For decades, the Madrid-based dancer and choreographer Elena Córdoba — a singular voice in Spanish contemporary dance — has been taking on the limits of the body and of life, incisively exploring anatomy and the degradation of living matter. For her, anatomy is no technical or medical exercise, but a poetic journey towards knowledge: an attentive gesture that approaches the body with curiosity, care and imagination.
Over two days, Elena Córdoba invites participants to focus on an element that is often invisible, yet remains essential: heat. Heat as the fundamental movement of life. As a silent language. Produced and dissipated continuously — by the skin, by breathing, by hairs — here heat is explored as choreographic material and relational medium.

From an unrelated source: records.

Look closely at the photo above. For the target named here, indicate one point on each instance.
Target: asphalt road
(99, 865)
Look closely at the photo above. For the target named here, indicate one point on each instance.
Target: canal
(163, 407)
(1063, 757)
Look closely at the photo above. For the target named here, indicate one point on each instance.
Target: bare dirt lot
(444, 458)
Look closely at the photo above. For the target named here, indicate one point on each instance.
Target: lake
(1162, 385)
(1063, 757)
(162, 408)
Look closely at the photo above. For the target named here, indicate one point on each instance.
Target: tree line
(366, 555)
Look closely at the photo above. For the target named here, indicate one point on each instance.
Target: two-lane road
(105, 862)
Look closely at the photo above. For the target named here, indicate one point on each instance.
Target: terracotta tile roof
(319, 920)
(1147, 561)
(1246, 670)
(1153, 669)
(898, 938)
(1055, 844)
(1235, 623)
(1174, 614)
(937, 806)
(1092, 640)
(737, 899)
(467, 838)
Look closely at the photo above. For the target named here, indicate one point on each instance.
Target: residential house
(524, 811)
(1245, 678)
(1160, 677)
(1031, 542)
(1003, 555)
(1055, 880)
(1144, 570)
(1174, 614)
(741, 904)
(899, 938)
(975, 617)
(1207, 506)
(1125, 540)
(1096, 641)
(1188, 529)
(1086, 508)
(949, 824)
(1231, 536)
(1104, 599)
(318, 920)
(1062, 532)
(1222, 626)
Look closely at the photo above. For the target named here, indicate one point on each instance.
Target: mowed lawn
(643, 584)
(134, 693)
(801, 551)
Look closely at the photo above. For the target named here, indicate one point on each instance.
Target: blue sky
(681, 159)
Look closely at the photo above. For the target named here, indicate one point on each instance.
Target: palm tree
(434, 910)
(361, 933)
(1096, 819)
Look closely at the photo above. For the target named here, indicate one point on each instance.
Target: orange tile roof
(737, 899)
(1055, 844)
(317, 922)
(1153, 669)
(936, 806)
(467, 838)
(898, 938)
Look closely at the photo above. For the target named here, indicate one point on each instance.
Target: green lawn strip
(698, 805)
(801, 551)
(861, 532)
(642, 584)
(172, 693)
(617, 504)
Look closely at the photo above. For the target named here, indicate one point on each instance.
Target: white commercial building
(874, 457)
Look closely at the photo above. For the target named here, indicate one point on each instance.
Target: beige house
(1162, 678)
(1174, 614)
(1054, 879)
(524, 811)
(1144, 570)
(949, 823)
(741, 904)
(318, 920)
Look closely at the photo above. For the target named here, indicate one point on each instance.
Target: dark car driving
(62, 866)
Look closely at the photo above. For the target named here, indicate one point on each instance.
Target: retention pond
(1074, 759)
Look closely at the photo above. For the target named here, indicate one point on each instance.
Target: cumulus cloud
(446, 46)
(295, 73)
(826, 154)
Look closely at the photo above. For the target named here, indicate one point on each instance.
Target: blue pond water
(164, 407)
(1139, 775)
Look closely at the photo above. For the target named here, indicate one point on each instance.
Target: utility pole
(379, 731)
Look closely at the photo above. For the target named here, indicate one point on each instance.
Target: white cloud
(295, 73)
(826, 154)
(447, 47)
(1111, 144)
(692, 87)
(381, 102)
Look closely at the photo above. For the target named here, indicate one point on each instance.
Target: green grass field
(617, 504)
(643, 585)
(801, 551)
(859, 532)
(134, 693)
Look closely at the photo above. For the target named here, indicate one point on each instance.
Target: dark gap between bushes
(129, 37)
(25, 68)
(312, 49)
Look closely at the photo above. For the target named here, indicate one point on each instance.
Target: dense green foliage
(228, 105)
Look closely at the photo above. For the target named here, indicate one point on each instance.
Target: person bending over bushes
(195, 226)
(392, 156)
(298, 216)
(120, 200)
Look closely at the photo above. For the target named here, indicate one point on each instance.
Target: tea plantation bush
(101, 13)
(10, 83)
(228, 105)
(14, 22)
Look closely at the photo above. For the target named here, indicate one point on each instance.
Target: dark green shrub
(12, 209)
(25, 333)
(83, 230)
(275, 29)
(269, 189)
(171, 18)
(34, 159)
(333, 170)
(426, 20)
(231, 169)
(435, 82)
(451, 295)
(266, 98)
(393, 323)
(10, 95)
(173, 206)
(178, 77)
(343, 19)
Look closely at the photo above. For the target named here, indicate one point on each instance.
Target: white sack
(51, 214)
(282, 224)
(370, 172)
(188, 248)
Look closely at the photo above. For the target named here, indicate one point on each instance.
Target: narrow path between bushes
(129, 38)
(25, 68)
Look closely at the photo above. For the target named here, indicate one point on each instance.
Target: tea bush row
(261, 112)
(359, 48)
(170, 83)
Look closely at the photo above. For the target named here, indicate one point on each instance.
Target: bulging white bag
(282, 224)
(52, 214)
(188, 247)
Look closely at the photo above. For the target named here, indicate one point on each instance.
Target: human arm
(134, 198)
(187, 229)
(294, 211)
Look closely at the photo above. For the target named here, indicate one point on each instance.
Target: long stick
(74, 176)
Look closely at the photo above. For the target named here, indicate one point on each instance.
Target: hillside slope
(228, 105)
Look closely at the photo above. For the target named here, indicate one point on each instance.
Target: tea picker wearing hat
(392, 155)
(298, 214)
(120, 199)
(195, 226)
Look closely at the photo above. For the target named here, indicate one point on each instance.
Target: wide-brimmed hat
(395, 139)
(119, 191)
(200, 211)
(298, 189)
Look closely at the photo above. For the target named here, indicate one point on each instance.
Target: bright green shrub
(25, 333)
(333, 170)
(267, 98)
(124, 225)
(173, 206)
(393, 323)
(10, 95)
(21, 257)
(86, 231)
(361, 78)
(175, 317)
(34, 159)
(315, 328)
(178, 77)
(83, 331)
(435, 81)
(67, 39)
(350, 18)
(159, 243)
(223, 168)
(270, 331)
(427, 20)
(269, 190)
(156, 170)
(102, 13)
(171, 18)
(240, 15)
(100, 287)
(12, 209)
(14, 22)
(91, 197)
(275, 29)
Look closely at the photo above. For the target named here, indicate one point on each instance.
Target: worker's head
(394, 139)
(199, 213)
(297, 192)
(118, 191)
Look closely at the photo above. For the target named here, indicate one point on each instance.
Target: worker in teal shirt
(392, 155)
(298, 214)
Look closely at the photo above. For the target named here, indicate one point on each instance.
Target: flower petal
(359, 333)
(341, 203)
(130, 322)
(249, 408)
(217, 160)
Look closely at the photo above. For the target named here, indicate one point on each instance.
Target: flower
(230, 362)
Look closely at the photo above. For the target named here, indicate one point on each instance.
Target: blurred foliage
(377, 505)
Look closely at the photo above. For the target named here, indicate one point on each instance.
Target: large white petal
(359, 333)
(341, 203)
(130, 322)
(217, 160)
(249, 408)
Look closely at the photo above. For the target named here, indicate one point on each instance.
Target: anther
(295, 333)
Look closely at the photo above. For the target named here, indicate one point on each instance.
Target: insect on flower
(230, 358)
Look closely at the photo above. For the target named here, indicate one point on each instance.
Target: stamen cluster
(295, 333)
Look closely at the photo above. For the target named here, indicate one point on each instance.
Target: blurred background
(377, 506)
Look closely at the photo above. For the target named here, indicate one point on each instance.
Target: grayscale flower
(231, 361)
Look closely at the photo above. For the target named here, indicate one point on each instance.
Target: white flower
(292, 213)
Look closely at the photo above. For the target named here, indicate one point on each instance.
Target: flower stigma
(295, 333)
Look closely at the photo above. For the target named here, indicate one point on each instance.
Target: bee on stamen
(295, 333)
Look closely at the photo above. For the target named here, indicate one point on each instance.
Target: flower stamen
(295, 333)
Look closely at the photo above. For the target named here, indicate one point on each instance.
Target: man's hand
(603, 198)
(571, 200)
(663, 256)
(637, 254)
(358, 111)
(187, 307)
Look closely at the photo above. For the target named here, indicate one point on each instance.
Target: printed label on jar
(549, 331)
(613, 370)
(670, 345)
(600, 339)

And what if the heat we emitted were visible? And what if it could renew our bodies until they became ether? This workshop imagines a space where air becomes a common fabric and bodies understand each other not through words, but through their shared temperature. An environment whe
re the boundaries between “me” and “you” blur, and touch can be felt at a distance, through the tangible density of space. The laboratory “Anatomia Poética” proposes a dissection of the living body — a microscopic act of listening to its internal movements, a dive into the invisible as a site of creative production. An invitation to understand the body as a landscape on fire, where heat is both matter and a metaphor for relating.
Dates: October 11th and 12th
Times: 10:00 – 14:00
Price: 50€ | 25% discount MAAT Friends | 50% employees/members Fundação GDA - Gestão dos Direitos dos Artistas
Capacity: min. 10 people max. 25 people
Language: Spanish
Target audience: M/16, students, artists and researchers, performing arts professionals and people interested in the proposed themes.
Co-production: BoCA, MAAT
Elena Córdoba was born in Madrid in 1961. She is a dancer. Her work has been built through painstaking observation of the body, the centre of all her concerns. Her work is based on observing the details, focusing on what is happening. She believes that that happening has been shrinking, becoming more fragmented, leading her to an indistinct space between the body and the physical, between the body and what is here, next to the body.